宮尻さんは木本町出身、昭和12年(1937年)生まれの86歳。木本老人クラブ寿会の会長も務めている。宮尻さんは児童たちを前に「80年ぐらい前に木本小学校に入学した。今は3階建ての建物ですが、当時は平屋と2階建てだった。男子と女子は別々のクラスで、戦争に負けて戦後になり、3年生ぐらいの時に男女が同じ教室になった」と当時を振り返った。
昭和19年の暮れから戦争は激しさを増し、20年には学校にもいけないぐらいだったという。「木本には焼夷弾はなかったが、戦闘機からの機関銃で同級生の父親が足を撃たれた。空襲警報が出ると家の床に掘った穴に入り込んでいた。旧トンネルの中は人でいっぱいだった」と宮尻さん。
その頃は食べ物も乏しかった。

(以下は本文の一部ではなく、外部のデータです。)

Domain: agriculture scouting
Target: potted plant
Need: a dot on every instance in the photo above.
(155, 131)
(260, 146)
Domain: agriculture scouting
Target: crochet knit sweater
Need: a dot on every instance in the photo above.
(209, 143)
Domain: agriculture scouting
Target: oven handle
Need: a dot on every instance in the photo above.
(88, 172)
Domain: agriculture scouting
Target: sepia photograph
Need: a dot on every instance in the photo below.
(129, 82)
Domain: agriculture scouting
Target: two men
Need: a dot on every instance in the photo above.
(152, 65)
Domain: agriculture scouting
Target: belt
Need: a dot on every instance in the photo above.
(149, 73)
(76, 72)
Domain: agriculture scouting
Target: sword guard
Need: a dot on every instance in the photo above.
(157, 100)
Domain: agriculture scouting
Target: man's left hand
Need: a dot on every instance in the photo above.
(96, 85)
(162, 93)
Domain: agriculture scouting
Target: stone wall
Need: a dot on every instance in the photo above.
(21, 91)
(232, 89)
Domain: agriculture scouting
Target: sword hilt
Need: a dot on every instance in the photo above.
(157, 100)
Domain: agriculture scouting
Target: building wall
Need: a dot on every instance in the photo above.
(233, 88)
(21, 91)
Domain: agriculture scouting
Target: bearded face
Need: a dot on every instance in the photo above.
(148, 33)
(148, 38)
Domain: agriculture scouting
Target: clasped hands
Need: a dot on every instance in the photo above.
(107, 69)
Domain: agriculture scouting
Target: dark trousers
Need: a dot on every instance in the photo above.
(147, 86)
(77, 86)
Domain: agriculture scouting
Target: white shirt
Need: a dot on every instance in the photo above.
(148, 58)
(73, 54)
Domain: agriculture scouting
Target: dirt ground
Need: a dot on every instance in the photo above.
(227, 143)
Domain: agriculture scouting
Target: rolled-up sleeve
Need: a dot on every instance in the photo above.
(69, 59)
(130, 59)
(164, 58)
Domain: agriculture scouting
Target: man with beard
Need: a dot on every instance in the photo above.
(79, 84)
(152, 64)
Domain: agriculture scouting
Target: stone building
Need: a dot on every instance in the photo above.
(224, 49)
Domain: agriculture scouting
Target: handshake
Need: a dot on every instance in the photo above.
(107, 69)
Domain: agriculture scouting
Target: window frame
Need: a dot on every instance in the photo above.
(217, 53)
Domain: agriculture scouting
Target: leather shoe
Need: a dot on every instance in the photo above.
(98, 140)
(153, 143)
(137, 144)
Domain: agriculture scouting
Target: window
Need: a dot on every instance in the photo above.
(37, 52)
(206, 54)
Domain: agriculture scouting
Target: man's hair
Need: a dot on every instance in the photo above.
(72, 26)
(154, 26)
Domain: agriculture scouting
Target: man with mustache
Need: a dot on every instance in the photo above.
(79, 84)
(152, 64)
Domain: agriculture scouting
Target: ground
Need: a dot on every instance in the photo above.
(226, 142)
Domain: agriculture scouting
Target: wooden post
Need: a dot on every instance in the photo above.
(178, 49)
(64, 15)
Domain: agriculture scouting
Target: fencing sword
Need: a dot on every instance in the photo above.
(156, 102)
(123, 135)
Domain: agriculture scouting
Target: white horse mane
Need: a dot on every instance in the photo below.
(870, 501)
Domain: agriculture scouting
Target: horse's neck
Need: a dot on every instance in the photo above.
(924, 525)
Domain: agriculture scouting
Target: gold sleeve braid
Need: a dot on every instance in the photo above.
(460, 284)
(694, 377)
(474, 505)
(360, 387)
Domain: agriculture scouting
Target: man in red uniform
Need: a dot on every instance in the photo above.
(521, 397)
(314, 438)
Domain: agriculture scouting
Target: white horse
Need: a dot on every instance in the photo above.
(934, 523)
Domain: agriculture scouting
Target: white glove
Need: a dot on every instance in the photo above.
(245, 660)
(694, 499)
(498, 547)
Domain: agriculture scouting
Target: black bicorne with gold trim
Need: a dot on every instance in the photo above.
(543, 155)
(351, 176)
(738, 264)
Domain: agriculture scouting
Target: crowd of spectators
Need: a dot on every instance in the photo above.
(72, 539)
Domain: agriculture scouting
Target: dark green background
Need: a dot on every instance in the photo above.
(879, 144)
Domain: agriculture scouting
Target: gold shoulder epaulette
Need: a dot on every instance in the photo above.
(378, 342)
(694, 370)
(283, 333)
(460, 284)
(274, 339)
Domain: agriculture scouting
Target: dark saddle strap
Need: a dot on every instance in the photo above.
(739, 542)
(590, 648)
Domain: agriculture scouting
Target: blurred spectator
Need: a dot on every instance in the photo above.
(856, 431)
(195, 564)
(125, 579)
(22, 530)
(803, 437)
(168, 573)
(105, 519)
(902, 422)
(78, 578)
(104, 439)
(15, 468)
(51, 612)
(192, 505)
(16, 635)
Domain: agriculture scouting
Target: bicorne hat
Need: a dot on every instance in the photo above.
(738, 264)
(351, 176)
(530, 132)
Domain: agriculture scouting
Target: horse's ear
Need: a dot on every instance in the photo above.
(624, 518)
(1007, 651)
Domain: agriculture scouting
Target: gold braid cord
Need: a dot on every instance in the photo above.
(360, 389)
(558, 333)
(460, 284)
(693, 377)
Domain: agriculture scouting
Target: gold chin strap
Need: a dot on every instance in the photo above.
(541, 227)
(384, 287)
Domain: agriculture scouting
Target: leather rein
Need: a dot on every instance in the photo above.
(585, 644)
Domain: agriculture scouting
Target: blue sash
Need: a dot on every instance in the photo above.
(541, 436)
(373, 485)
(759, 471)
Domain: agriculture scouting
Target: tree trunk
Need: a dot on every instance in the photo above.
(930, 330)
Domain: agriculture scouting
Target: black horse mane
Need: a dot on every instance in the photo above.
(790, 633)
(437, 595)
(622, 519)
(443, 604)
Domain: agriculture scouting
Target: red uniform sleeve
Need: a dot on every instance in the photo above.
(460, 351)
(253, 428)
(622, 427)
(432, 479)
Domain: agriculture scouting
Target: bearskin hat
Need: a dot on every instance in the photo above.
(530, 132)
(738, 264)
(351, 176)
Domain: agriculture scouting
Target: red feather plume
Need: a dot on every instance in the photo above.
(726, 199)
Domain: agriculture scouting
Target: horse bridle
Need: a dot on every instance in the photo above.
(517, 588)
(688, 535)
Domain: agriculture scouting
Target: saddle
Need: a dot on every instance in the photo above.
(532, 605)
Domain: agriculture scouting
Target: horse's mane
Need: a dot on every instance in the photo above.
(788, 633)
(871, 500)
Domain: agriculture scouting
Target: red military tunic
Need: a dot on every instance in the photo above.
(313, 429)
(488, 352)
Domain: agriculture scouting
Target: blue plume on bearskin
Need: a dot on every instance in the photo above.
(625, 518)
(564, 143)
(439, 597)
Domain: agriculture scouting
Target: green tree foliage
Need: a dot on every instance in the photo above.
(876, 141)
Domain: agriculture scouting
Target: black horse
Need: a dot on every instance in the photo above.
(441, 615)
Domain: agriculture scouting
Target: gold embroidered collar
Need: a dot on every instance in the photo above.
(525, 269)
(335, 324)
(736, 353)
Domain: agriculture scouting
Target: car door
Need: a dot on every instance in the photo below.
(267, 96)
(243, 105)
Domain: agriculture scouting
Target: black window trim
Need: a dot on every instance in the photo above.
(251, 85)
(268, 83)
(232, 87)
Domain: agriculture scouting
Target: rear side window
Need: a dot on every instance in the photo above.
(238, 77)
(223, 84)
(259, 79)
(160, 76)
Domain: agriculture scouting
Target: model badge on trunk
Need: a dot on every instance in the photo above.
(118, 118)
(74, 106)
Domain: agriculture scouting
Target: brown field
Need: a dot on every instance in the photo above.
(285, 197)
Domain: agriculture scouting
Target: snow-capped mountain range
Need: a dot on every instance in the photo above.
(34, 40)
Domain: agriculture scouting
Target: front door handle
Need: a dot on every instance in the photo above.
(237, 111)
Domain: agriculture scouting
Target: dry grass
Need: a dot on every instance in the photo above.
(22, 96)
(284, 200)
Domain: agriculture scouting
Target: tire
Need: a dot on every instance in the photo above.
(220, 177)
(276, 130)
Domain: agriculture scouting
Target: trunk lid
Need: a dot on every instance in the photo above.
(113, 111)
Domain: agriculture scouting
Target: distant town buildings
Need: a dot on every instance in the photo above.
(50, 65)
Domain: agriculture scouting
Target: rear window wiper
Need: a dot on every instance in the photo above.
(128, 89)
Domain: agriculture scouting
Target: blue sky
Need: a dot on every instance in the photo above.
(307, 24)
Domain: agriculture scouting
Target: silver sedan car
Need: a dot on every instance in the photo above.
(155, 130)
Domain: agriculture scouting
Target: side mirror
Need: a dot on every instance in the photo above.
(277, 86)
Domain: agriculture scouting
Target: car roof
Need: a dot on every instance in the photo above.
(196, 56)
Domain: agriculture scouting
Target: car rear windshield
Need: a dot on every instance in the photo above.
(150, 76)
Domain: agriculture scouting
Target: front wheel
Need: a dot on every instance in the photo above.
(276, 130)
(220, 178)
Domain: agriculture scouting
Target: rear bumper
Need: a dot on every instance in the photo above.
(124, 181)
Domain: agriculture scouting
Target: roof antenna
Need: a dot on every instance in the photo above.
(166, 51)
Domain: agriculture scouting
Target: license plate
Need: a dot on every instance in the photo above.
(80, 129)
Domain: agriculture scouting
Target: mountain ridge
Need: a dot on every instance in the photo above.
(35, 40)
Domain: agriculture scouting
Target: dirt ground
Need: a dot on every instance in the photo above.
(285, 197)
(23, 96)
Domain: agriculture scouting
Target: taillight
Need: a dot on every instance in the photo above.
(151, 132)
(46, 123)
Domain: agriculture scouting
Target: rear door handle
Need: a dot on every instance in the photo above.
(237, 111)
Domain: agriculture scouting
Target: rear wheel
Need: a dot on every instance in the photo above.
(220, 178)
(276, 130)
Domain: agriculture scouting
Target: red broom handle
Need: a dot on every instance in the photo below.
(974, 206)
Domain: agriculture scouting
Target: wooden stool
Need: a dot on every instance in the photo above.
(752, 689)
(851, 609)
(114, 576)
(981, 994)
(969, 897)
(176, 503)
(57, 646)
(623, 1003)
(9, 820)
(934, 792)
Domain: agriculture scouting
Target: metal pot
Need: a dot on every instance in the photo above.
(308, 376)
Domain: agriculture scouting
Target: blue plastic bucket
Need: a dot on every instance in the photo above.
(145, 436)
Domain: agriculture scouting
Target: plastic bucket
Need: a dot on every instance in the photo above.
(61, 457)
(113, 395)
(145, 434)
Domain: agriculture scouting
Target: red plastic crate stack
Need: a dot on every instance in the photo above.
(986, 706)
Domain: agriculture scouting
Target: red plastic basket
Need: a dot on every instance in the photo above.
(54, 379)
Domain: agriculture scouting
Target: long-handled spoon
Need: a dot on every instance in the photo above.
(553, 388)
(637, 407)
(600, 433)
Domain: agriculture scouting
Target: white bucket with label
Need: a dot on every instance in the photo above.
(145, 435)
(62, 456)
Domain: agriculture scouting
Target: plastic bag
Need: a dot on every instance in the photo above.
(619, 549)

小学生の頃、肉はほとんど食べたことがなかったが、親が漁師だったため魚は食べられた。米には麦や海藻を入れ、ご飯の量を増やした。宮尻さんは「白米が食べられたのは正月、お盆、祭り。運動会の時は炊き込みご飯を握ってもらった。サツマイモが主食に近かった」と話した。
遊びといえばかくれんぼ。上級生に遊んでもらい、竹でつくる水鉄砲などを教わった。メンコやコマ、女子はおはじきやおじゃみ(お手玉)で遊んだ。4年生になる頃には、多くの児童は親に小さなナイフを買ってもらい、鉛筆を削ったり竹とんぼなどのオモチャを作ったりした。
戦時中の登校は一度、木本神社へ集まった。そこでは手旗信号を習い、整列して学校に向かった。校門をくぐると天皇・皇后両陛下の写真が収められた奉安殿に敬礼・お辞儀をしたという。児童たちは宮尻さんから昔の木本の写真も見せてもらい興味津々だった。